The CO2-based combined cooling and power (CCP) system is regarded as a highly promising alternative for waste heat recovery in refrigerated trucks, owing to its environmental advantages and multienergy output. The CCP system implemented in refrigerated trucks is more intricate than conventional waste heat recovery systems. It not only produces energy to satisfy demand via waste heat recovery but also incorporates refrigeration capabilities, substituting the standalone refrigeration unit to sustain low temperatures in refrigerated trucks. This coupling of power and refrigeration subcycles significantly increases the complexity of system control and the requirements for stability. Current research primarily focuses on the steady-state performance of CCP systems, neglecting the impact of load variations on the system's dynamic response in real operating conditions, thereby limiting a comprehensive assessment of operational performance under complex scenarios. This study proposes a hybrid control strategy based on deep deterministic policy gradient deep reinforcement learning and conducts dynamic simulations to comprehensively evaluate the energy efficiency performance of the CCP system. The results show that under the China Heavy-Duty Commercial Vehicle Test Cycle conditions, this strategy reduces fuel consumption by 6.63 % per 100 km while ensuring that the CCP system remains within safety constraints throughout the entire operation. These findings provide important insights for the application of CCP systems in the cold chain transportation sector.

Abstract Image

冷藏车冷却与动力系统的优化:深度确定性政策梯度方法
基于二氧化碳的冷电联产(CCP)系统由于其环境优势和多能输出,被认为是冷藏车废热回收的一个非常有前途的替代方案。
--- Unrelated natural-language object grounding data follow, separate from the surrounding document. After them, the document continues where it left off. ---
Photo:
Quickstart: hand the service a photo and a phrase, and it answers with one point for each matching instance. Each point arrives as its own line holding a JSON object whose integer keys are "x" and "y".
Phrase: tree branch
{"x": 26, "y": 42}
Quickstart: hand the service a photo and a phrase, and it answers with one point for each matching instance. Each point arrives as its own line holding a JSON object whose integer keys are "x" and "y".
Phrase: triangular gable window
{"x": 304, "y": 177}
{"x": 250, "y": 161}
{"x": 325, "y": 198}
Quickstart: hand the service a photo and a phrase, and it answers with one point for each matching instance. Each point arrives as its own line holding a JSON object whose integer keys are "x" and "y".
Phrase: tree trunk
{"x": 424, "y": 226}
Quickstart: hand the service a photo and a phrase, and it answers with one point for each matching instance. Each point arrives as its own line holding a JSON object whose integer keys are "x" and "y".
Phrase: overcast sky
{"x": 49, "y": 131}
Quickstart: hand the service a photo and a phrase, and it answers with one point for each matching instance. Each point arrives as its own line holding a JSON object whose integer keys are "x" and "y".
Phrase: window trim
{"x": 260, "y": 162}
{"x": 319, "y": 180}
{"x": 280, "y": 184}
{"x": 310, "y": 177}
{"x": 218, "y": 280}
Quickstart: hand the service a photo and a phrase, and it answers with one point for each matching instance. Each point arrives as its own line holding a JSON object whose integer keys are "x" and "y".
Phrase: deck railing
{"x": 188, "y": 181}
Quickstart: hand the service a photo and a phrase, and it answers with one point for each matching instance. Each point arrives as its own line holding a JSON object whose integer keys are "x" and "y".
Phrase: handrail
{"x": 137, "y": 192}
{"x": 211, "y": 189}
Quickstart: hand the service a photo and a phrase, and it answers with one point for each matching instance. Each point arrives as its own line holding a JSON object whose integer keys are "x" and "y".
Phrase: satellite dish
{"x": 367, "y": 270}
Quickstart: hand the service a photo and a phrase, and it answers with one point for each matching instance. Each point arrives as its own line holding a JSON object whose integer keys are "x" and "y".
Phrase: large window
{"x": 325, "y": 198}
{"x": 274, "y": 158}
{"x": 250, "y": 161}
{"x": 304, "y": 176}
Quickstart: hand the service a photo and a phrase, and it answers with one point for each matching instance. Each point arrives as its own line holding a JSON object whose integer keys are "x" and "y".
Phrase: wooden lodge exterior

在冷藏车中实施的CCP系统比传统的废热回收系统更复杂。它不仅通过废热回收产生能量来满足需求,而且还具有制冷功能,取代了独立的制冷装置,以维持冷藏卡车的低温。这种动力和制冷子循环的耦合显著地增加了系统控制的复杂性和对稳定性的要求。目前的研究主要集中在CCP系统的稳态性能上,忽略了负荷变化对系统在实际运行条件下动态响应的影响,从而限制了对复杂场景下运行性能的综合评估。本文提出了一种基于深度确定性策略梯度深度强化学习的混合控制策略,并进行了动态仿真,对CCP系统的能效性能进行了综合评价。结果表明,在中国重型商用车测试循环条件下,该策略在确保CCP系统在整个运行过程中保持在安全约束范围内的同时,每百公里油耗降低了6.63%。这些发现为CCP系统在冷链运输领域的应用提供了重要的见解。
本文章由计算机程序翻译,如有差异,请以英文原文为准。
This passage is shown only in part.